5

I hope to get some clarifications on Fitted Q-Learning ('FQL').

**My Research So Far**

I've read Sutton's book (specifically, chp 6 to 10), Ernst et al and this paper.

I know that `Q*(s,a)`

expresses the expected value of first taking action `a`

from state `s`

and then following optimal policy forever.

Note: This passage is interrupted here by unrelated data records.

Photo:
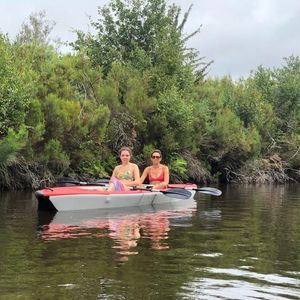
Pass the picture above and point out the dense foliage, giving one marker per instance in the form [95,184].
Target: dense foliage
[135,83]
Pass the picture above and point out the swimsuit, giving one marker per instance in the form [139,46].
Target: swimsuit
[125,176]
[117,180]
[160,178]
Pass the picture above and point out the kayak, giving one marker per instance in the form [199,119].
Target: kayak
[71,198]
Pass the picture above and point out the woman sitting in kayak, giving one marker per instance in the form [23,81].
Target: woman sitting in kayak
[126,174]
[157,173]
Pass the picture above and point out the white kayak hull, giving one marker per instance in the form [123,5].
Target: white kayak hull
[86,198]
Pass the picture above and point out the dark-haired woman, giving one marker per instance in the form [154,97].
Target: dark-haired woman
[157,173]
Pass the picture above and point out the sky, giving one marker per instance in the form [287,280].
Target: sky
[237,35]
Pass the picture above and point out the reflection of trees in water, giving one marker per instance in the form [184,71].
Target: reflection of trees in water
[124,231]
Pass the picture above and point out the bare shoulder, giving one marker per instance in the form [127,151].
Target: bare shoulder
[165,167]
[134,166]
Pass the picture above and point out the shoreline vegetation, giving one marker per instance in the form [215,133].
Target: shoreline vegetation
[136,83]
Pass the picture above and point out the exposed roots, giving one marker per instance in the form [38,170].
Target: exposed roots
[270,170]
[19,175]
[195,170]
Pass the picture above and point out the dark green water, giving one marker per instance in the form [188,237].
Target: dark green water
[242,245]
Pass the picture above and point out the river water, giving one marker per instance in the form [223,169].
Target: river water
[244,244]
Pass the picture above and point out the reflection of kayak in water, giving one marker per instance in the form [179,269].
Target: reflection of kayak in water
[70,198]
[125,226]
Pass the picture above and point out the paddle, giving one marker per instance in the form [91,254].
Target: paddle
[173,193]
[207,190]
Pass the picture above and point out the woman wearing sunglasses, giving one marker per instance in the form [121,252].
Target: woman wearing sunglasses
[157,173]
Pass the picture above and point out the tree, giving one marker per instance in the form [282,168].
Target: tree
[148,35]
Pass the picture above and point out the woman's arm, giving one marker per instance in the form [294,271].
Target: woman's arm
[165,183]
[144,175]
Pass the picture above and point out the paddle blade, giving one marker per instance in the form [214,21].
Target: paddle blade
[177,193]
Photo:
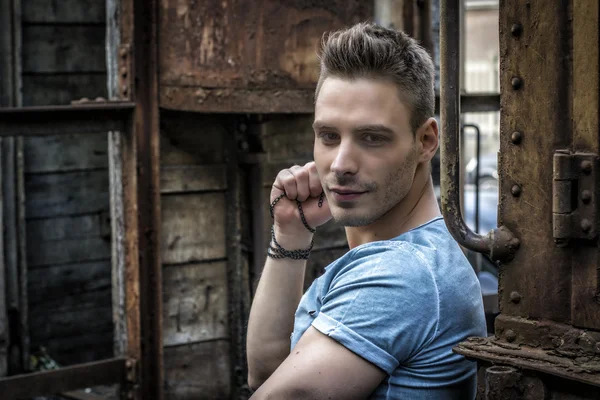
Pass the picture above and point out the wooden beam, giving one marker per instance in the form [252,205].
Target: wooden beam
[97,373]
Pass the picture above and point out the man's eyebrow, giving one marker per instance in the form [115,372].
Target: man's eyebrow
[321,125]
[374,128]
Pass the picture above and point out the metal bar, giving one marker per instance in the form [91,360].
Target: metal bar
[475,102]
[477,168]
[98,373]
[500,244]
[237,277]
[4,326]
[57,120]
[424,7]
[146,131]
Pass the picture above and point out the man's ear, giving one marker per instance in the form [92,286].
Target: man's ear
[427,137]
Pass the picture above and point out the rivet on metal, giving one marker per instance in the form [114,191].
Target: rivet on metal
[516,137]
[516,83]
[515,297]
[586,225]
[516,29]
[586,166]
[516,190]
[586,196]
[510,335]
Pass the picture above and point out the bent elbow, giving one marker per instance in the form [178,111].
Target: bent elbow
[255,382]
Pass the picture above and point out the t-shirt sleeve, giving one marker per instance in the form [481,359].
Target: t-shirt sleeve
[383,305]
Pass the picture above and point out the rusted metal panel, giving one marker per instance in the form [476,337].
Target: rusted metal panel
[585,284]
[584,369]
[240,56]
[534,66]
[500,243]
[69,378]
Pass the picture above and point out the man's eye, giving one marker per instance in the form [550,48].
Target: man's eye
[369,138]
[328,136]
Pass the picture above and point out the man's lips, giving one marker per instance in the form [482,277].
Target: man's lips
[345,194]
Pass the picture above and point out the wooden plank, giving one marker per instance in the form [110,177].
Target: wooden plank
[191,139]
[188,375]
[69,250]
[585,309]
[50,285]
[195,303]
[64,48]
[64,11]
[69,228]
[193,178]
[288,139]
[193,227]
[40,90]
[64,153]
[538,58]
[53,195]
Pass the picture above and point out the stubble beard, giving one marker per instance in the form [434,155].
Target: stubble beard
[379,199]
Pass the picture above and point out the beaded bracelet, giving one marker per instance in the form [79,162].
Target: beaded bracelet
[275,250]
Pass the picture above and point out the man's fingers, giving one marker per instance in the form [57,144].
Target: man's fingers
[302,180]
[314,182]
[286,182]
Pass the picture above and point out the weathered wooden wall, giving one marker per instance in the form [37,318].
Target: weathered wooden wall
[66,184]
[195,295]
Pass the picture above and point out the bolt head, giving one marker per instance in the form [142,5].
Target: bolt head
[586,225]
[516,137]
[586,167]
[516,29]
[515,297]
[586,196]
[510,335]
[516,190]
[516,83]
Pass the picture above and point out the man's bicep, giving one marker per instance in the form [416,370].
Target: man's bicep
[320,368]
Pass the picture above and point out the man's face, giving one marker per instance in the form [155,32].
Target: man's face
[364,149]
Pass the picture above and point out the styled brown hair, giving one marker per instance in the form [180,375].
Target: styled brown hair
[366,50]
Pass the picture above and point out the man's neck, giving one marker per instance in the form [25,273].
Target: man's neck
[418,207]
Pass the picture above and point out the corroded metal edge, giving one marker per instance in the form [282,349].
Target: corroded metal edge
[581,369]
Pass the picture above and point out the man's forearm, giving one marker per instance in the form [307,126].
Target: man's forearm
[272,316]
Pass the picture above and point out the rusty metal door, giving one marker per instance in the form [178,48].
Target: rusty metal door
[547,337]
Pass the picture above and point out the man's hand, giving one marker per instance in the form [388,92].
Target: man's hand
[301,184]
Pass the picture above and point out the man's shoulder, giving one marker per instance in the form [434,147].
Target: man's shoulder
[389,260]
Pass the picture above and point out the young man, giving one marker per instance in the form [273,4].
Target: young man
[382,320]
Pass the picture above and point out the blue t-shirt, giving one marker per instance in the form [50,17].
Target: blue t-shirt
[402,304]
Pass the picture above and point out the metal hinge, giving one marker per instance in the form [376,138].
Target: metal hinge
[574,196]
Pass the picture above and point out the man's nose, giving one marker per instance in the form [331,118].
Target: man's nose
[345,159]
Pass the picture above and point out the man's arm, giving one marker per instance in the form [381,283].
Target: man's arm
[271,319]
[321,368]
[280,288]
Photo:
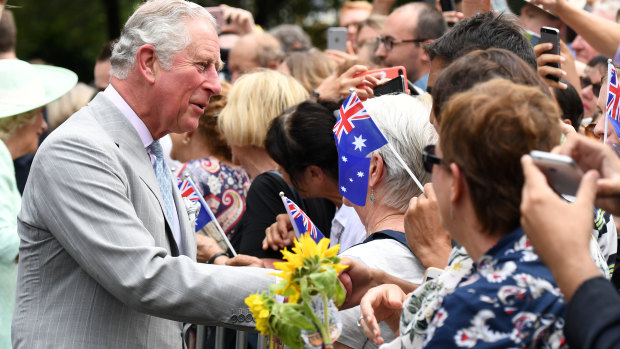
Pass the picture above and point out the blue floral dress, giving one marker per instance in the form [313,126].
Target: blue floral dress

I tried my best to understand function approximation in large state spaces and TD(n).

**My Questions**

(1) Concept - Can someone explain the intuition behind how iteratively extending N from 1 until stopping condition achieve optimality (Section 3.5 of Ernst et al)? I have difficulty wrapping my mind around how this ties in with the basic definition of `Q*(s,a)`

that I stated above.

(2) Implementation - Ernst et al gives the pseudo-code for the tabular form. But if I try to implement the *function approximation* form, is this correct:

```
Repeat until stopping conditions are reached:
- N ← N + 1
- Build the training set TS based on the the function ˆQN − 1 and on the full set of four-tuples F
- Train algo on the TS
- Use the trained model to predict on the TS itself
- Create TS for the next N by updating the labels - new reward plus ( gamma * predicted values )
```

I am just starting to learn RL as part of my course and thus, there are many gaps in my understanding. Hope to get some kind guidance. Thanks in advance!